On the Edge of Myself
• Written by StarlingRoth3303
I'm living on the edge of everything
Don't know if I'm going to fly or going to slip
Don't know how long I'm going to feel more worse
Don't know if I'm truly loved or if they only pretend
Every day I wake up in a war, but can I keep defendin'?
When will it be my end, or am I gonna keep resisting?
A gale inside my head, it's ravelin' my head
If I can stop this storm, its blue will turn to gilt
I'm fighting with my shadow, don't know who's the real me
Smiles on my face, but inside I'm empty
Screamin' for some peace, but my mind won't be still
Tryna hold the whole wheel while I'm goin' downhill
Am i afraid of being relieved, afraid to lose this pain ?
Is sadness representin' me, or a part of my wraith ?
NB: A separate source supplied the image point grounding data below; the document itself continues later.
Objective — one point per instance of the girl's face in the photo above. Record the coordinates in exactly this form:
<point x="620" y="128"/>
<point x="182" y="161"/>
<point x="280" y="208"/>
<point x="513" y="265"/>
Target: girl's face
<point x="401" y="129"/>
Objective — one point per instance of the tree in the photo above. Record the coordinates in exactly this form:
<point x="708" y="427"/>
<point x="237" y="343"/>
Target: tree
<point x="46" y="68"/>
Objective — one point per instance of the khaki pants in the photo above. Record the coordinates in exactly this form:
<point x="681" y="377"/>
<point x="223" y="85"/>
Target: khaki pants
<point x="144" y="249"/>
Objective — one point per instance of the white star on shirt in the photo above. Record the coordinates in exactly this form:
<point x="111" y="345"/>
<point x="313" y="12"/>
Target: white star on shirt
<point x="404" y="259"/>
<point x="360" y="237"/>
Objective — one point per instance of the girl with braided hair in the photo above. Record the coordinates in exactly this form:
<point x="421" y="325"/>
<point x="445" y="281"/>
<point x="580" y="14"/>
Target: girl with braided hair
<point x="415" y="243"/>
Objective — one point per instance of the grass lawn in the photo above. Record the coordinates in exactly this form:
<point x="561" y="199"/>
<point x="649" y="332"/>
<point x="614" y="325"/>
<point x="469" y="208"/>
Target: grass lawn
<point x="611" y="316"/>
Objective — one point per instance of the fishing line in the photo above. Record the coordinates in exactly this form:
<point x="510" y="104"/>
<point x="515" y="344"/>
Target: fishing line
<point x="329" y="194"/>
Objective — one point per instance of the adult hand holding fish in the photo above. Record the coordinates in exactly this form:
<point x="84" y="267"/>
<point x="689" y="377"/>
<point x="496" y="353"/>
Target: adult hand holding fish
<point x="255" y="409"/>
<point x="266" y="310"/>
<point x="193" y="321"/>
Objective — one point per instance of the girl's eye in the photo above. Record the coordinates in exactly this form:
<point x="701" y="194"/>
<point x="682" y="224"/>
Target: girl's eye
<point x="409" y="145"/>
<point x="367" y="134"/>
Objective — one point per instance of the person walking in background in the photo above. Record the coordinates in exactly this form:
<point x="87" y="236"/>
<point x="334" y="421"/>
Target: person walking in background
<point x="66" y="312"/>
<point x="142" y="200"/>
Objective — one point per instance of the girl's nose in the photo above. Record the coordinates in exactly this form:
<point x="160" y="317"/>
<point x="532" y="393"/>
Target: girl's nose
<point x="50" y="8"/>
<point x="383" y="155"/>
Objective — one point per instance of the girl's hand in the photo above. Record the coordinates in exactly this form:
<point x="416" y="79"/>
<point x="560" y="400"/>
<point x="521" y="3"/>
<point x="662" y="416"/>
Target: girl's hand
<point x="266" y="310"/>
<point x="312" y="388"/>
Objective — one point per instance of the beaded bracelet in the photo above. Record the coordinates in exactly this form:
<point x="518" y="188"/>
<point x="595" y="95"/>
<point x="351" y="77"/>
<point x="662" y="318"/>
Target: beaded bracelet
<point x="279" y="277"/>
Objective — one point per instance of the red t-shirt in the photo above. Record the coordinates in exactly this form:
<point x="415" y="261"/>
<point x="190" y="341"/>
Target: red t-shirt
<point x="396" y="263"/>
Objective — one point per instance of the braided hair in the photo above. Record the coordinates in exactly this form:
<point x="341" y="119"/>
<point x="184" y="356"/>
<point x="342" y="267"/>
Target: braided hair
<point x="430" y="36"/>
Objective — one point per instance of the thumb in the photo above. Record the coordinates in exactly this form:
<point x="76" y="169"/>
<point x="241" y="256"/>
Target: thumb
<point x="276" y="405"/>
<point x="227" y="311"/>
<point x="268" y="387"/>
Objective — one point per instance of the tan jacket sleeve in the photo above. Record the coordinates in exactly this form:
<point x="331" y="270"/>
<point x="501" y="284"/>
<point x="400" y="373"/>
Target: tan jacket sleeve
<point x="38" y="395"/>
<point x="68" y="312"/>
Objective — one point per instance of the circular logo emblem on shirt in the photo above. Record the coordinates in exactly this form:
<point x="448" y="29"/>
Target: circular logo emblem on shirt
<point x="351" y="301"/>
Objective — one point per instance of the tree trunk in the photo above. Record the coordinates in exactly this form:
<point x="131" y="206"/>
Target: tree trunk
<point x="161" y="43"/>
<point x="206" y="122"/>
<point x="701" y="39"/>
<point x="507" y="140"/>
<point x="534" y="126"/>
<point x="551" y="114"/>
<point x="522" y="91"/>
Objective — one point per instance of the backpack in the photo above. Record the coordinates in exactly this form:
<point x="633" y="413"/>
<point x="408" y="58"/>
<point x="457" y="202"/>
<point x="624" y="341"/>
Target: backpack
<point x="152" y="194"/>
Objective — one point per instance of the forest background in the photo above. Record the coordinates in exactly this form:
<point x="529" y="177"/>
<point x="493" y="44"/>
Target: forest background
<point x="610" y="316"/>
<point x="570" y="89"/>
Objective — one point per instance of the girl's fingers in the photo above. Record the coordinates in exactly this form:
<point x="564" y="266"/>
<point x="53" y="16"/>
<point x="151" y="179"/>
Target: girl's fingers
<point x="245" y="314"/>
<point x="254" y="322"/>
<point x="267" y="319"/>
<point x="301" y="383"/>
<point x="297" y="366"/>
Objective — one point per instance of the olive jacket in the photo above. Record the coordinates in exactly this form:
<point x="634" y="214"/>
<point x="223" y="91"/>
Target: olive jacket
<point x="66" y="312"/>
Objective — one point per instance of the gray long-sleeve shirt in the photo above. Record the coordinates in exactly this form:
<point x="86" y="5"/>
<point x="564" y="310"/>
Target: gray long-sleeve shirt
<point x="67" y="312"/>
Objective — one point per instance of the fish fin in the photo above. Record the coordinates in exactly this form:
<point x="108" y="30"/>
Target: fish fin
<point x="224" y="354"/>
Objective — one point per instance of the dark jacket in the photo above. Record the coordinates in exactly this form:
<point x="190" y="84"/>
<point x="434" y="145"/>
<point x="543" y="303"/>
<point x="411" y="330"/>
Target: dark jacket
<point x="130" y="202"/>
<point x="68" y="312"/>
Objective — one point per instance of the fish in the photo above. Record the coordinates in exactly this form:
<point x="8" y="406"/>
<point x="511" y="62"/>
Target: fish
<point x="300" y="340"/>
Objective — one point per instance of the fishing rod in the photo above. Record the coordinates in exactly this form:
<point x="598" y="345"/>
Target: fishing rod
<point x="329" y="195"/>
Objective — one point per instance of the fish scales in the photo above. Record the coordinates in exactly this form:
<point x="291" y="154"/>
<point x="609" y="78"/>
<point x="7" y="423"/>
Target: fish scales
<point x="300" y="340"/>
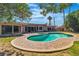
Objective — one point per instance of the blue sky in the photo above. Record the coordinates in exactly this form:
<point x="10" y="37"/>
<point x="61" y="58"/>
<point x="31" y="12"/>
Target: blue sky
<point x="37" y="18"/>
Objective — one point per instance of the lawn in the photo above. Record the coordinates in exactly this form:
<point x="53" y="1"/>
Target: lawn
<point x="7" y="49"/>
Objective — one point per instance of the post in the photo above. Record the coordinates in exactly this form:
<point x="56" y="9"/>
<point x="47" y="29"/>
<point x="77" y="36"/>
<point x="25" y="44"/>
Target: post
<point x="0" y="29"/>
<point x="12" y="29"/>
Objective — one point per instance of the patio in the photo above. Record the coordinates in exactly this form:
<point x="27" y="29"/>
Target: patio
<point x="60" y="44"/>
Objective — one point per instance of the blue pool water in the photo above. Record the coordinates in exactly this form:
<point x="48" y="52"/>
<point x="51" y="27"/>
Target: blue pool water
<point x="48" y="37"/>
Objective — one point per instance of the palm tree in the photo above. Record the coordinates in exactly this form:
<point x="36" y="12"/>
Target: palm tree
<point x="49" y="8"/>
<point x="49" y="18"/>
<point x="16" y="9"/>
<point x="63" y="6"/>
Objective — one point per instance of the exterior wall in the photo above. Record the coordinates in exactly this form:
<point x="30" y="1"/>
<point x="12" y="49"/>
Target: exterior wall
<point x="34" y="27"/>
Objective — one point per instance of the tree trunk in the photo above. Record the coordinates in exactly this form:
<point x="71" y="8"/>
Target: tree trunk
<point x="63" y="16"/>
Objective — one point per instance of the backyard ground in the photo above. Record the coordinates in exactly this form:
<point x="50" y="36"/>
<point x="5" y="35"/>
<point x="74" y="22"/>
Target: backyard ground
<point x="7" y="49"/>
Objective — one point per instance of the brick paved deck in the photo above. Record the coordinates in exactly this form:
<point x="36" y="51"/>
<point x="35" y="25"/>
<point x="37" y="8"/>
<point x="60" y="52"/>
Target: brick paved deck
<point x="60" y="44"/>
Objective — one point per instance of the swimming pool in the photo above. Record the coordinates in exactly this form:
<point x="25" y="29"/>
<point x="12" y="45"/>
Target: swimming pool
<point x="48" y="37"/>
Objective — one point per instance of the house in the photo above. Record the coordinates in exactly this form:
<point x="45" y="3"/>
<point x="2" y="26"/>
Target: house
<point x="12" y="28"/>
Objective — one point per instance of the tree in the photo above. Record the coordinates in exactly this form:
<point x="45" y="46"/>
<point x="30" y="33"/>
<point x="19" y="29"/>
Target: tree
<point x="72" y="21"/>
<point x="62" y="7"/>
<point x="8" y="11"/>
<point x="49" y="18"/>
<point x="49" y="8"/>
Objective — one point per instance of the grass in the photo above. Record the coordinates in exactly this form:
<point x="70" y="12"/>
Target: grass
<point x="6" y="39"/>
<point x="73" y="51"/>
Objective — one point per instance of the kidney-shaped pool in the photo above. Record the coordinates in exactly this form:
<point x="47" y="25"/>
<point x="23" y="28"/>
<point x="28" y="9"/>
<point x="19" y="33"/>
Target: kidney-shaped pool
<point x="48" y="37"/>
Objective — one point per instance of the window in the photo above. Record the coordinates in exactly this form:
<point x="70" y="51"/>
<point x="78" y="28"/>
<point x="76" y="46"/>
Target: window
<point x="6" y="29"/>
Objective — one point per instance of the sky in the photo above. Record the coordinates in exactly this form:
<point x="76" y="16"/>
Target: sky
<point x="37" y="18"/>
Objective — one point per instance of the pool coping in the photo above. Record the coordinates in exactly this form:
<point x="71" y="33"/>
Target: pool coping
<point x="71" y="41"/>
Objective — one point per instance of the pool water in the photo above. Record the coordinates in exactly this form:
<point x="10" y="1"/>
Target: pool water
<point x="48" y="37"/>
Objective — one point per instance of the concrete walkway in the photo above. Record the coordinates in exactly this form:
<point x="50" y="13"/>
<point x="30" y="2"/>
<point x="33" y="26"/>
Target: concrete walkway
<point x="60" y="44"/>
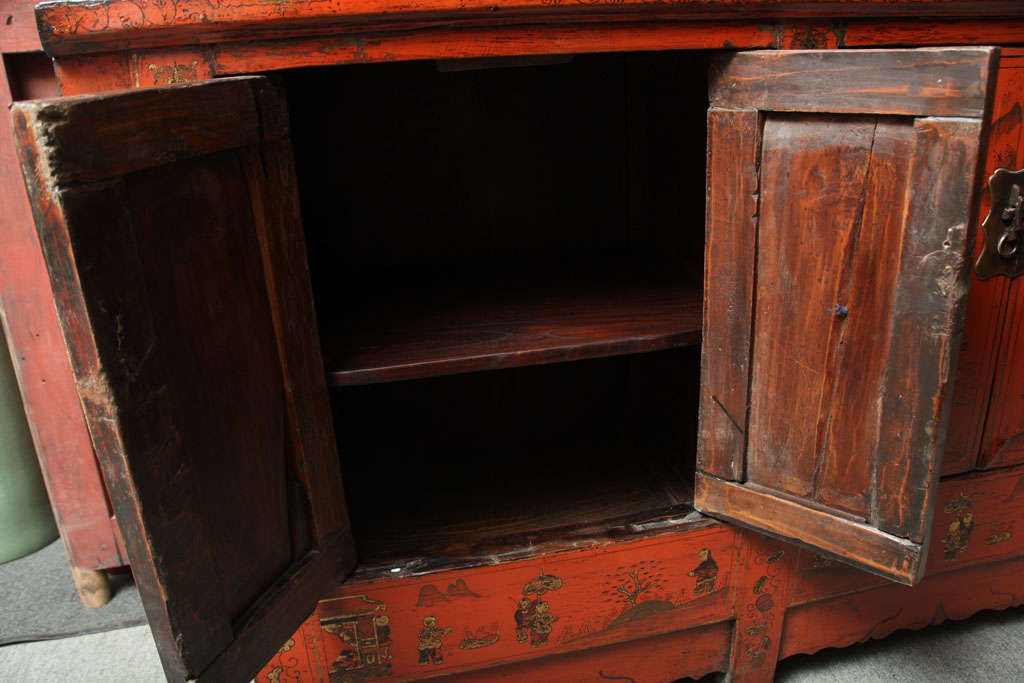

Should i keep to fight, or maybe i need a truce
A truce to find the real me, and also to find out the truth
I feel i'm overbalanced, of swimmin' against the stream
Every time i'm tryin' to flee, the waives drift me from the beach
I can't see these cuffs, so why do i feel like a siege
I thought i'm a poet, a fluent but not against my grief
I wish i was a leaf, that blooms and then it falls
I've been folded my whole life, expelled outside their fold
Unfolded from outside, but inside i'm filled with fold
I wish i was a tree, that stands against the storms
And if people throw it with stones, it smiles and doesn't respond
I wish i can find out who is me, and where i have to go
And why i've been created, and what's the way to the right
Till then, I walk with questions, not answers, as my guide.